When he was hired last May, Television New Zealand chief executive Kevin Kenrick rebuffed putative interviewers with the words “not until I know more about it”. …
“Most people think of TVNZ as being a TV business,” he begins. “Not surprisingly, I guess; we’ve got it in our name.” He goes on to explain they are now delivering 2.5 million online video streams a month and the number is growing at 30 per cent a year. “It has gone beyond a toe in the water to a really significant part of what we do every day.” …

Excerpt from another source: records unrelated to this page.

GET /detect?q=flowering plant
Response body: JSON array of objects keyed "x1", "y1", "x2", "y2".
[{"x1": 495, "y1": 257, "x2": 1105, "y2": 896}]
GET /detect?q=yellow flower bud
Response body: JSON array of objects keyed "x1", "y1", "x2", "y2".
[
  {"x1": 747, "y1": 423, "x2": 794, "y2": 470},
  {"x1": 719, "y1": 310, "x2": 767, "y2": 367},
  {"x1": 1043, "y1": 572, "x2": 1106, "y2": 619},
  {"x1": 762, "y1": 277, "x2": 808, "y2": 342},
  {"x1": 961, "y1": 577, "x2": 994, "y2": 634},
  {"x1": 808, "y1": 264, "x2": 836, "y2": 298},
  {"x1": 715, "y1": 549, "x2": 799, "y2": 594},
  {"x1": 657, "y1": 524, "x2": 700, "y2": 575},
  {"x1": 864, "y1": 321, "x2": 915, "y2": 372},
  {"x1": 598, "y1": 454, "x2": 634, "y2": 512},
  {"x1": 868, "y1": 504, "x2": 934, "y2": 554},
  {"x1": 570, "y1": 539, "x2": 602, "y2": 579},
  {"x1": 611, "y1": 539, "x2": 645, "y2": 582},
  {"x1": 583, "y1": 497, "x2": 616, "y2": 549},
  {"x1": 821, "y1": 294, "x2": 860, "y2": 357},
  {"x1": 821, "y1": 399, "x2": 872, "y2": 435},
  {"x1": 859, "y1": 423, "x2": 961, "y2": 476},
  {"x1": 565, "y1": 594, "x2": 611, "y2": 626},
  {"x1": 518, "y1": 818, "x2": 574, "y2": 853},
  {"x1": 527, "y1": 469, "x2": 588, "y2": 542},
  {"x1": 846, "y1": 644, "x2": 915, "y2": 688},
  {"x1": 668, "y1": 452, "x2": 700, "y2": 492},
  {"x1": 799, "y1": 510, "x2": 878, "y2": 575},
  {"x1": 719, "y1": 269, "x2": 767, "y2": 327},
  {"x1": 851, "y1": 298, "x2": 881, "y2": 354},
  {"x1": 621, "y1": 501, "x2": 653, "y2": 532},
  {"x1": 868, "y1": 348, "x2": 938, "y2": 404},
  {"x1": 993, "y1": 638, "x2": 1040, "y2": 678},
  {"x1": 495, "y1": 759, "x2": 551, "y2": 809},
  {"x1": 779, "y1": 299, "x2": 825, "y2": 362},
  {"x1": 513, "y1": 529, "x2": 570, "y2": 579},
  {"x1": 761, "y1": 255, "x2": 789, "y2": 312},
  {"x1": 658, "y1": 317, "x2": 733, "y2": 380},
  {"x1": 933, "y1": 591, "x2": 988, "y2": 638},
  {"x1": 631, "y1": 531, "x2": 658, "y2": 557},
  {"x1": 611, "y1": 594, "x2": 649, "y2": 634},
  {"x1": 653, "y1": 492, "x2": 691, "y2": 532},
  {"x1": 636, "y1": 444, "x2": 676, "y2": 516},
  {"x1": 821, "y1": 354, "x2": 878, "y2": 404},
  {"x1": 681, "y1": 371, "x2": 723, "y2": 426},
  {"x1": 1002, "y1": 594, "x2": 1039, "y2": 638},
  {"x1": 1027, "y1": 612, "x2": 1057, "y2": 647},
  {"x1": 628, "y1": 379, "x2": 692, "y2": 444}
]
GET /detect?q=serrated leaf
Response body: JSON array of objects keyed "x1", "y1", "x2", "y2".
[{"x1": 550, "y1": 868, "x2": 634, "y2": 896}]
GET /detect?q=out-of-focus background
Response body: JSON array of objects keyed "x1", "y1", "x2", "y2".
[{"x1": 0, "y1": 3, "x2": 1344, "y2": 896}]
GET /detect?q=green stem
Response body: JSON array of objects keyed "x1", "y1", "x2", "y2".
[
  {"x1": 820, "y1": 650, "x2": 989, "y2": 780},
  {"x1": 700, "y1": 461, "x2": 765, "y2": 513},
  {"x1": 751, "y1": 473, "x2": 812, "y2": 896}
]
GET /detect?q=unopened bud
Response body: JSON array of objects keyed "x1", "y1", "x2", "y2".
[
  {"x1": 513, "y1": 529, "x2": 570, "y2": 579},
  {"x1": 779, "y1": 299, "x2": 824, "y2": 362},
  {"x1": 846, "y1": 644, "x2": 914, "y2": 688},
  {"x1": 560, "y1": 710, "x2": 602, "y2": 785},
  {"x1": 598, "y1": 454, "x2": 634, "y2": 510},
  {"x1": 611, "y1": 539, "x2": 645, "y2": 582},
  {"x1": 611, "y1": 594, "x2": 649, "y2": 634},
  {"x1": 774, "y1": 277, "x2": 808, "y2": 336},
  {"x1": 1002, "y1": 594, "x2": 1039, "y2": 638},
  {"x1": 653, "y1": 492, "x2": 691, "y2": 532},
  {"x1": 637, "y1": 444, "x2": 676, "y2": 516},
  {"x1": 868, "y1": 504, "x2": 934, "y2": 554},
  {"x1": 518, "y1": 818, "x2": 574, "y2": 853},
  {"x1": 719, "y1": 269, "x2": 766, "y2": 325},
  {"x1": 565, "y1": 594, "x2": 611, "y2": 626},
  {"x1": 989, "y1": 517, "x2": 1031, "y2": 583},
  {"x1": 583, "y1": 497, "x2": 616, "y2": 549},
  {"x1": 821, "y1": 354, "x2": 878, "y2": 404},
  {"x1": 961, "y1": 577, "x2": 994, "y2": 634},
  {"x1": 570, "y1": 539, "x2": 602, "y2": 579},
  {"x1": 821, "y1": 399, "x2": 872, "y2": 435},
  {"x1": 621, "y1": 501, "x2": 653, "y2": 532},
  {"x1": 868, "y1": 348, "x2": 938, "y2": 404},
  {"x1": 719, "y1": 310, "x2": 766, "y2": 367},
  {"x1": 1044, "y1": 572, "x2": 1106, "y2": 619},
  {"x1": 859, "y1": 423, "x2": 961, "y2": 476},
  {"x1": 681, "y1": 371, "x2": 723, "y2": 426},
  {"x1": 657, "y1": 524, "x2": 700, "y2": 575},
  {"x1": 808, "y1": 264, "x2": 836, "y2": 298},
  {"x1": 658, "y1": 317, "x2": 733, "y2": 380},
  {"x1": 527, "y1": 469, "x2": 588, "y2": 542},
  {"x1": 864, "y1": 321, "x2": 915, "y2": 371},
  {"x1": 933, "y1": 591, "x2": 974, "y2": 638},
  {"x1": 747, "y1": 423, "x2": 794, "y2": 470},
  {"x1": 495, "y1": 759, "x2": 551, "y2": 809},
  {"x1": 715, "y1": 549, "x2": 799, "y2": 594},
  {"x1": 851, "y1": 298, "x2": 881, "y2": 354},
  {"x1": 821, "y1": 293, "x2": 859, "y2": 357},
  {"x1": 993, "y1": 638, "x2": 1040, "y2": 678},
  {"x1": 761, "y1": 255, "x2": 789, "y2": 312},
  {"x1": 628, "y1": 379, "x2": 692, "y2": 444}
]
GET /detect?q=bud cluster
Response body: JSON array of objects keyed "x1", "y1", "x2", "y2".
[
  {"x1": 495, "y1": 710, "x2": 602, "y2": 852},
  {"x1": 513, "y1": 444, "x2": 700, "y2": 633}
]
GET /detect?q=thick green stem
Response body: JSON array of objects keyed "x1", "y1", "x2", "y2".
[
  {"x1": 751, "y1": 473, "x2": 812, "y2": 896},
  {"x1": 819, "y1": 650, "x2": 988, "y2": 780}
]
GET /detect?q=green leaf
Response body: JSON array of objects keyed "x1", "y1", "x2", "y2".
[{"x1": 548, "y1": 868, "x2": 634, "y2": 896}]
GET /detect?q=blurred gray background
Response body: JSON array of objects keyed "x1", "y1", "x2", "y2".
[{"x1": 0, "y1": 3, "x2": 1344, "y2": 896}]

He says people in the business don’t think of themselves as working in television any more – I suspect that would surprise some of them – but as being “in the video content business”. Would he change their name, then? He ponders this – “what would you call yourself?” – and settles for saying they will change people’s perceptions. He talks about giving people content when and where they want it. So one day, then, there might be no TV1 or TV2? He doesn’t know, doesn’t care much.
As an involuntary shareholder in TVNZ, I’m pleased to see this statement from Kenrick because I agree that the future is not necessarily in channels.
Traditionally there are three segments in broadcasting. Producing the content, playing it on a channel and distributing the content.
The future is more and more about the first and third segments. There will be money in producing content and money in distributing content. But not a lot of money in channels per se.
I watch very little live TV. I set My Sky to record programmes that interest me over around 20 different channels. I hardly even notice what channel they were originally on, and don’t really care. I care about content, not about channels.
Some viewers are different, especially older ones. But the world is changing and channels will become less valuable – especially as on demand content also increases in popularity.